In general, most dogs already have the behavior of coming to you when they want to. Teaching them a word for coming (over very short distances, i.e., around the house) when YOU want them to is OK because you already have the behavior, you are just adding a cue. In the "old days" (the '90s) we thought you needed to completely develop the shaped behavior before adding the cue, but now we know you can continue to shape for duration, distance, and distractions, even though you have named the behavior.
A refinement that is not available in Clicking with Your Dog, Step by Step in Pictures, or on the website discussion of "come," is this: Get a good "come" behavior; add the "come" cue; shape for distance, speed of arrival, and coming with distractions (squirrels in the park being the Graduate School Level); and then replace the "training" come cue with a "performance-level" come cue, such as a whistle or other sound...you'll then have a bomb-proof long-distance recall.

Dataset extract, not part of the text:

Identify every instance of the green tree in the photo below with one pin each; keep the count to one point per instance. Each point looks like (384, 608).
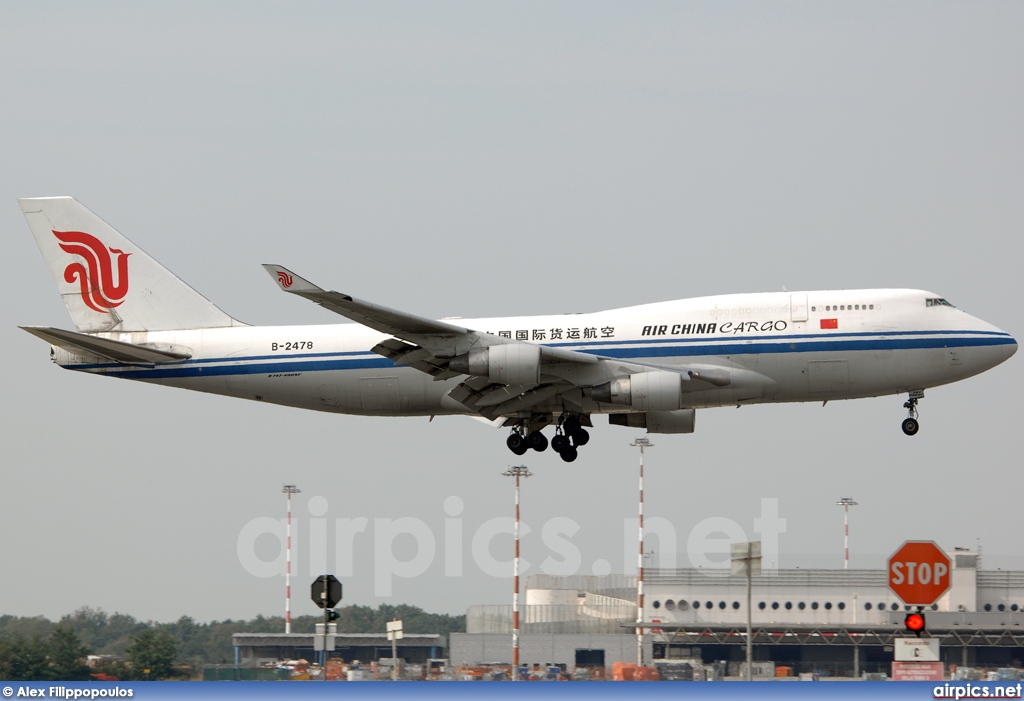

You might want to shape itty-bitty recalls in class, as you begin to build your "come" cues.In our PetCo curriculum we have three-foot, dog-to-owner on-leash recalls to start with, with the instructor following the dog, holding the leash, and preventing bolting if necessary. But we do use the cue from the start, as well; we just try to make each "come" successful, clicked right on time (instructor does the clicking at first) and well reinforced with high-value treats, not just praise.